Silver Lies Read online

Page 10


  "Mark my words." He tweaked his cuffs before opening the bank ledger. "Leadville has only begun her ascent in the silver firmament. Just between us, confidentially and all that, if you ever consider expanding your enterprise, you can count on us for financial backing. Astute businesses stand poised to profit enormously in Leadville."

  "As do astute institutions such as yours." She accepted the note of deposit. "Now, the second matter." Inez laid Emma’s letter on his desk. "I’m here on behalf of Mrs. Rose, concerning her husband’s business. He was also one of your best customers, I believe."

  Nigel took on a properly somber air. "Ah yes.

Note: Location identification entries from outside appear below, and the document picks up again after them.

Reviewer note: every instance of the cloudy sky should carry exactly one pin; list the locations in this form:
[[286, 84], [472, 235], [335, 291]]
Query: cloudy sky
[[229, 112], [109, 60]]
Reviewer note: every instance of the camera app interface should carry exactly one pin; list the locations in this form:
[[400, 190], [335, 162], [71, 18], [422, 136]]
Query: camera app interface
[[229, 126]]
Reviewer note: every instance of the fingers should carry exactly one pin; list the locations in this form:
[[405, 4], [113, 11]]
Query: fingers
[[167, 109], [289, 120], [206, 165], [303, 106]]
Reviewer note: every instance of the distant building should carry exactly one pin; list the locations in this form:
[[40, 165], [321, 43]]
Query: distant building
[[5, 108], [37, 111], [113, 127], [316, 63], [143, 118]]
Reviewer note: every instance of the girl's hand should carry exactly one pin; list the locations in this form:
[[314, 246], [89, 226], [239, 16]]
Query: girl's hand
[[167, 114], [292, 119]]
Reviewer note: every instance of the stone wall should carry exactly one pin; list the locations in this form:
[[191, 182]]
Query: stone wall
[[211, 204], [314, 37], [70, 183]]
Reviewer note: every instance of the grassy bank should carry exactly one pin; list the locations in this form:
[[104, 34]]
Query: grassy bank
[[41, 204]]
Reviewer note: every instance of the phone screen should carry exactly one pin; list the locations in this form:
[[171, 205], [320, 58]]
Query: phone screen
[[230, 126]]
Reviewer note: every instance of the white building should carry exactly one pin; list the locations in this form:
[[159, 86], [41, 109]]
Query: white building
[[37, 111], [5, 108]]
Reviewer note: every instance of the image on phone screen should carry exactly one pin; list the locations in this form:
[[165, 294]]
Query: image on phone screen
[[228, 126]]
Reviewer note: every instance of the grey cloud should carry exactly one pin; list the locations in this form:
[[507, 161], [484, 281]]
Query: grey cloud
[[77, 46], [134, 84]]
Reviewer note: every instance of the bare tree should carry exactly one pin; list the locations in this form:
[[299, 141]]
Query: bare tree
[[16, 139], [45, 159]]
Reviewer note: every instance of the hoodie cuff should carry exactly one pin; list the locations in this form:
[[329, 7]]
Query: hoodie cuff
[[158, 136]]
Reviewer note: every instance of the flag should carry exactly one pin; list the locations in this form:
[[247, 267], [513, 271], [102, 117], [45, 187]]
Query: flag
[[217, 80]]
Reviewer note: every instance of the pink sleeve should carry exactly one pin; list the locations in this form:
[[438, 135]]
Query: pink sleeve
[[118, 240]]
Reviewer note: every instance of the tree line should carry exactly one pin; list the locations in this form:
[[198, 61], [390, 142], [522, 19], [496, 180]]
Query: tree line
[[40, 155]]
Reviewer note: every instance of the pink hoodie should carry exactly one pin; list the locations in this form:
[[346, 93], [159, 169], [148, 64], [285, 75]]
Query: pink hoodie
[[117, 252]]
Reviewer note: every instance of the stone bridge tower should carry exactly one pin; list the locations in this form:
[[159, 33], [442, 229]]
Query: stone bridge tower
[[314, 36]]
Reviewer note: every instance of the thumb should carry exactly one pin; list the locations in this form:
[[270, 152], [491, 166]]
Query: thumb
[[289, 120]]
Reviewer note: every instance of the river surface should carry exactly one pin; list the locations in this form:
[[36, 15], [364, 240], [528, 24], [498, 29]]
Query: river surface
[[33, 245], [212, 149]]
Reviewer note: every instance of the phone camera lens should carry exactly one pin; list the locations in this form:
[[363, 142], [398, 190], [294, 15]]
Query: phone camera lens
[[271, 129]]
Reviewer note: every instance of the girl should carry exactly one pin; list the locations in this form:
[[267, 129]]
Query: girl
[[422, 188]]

A tragedy." He glanced down at the letter, absorbing the impact of her words. "Oh, I say, you’re here on behalf of the widow?"

  "I’m settling Joe Rose’s affairs. I need to know the status of his business and personal accounts so Mrs. Rose can plan accordingly."

  She stopped. Nigel was not reacting as anticipated. Instead of nodding solicitously and saying soothing things, such as "We’ll have those records straightaway," he was silent. He touched the note on his desk as if it might erupt in flames. Or poison him.

  Inez heard the murmurs of bank clerks and customers out front and the squeak of nearby floorboards as Useless shifted from one foot to the other.

  Nigel cleared his throat. "I say, perhaps we should discuss this privately."

  Inez frowned, puzzled, then turned to Useless. "Why don’t you wait in the lobby."

  Once the door clicked shut, Nigel refolded Emma’s note in careful quarters and pushed it gingerly across the desk to Inez.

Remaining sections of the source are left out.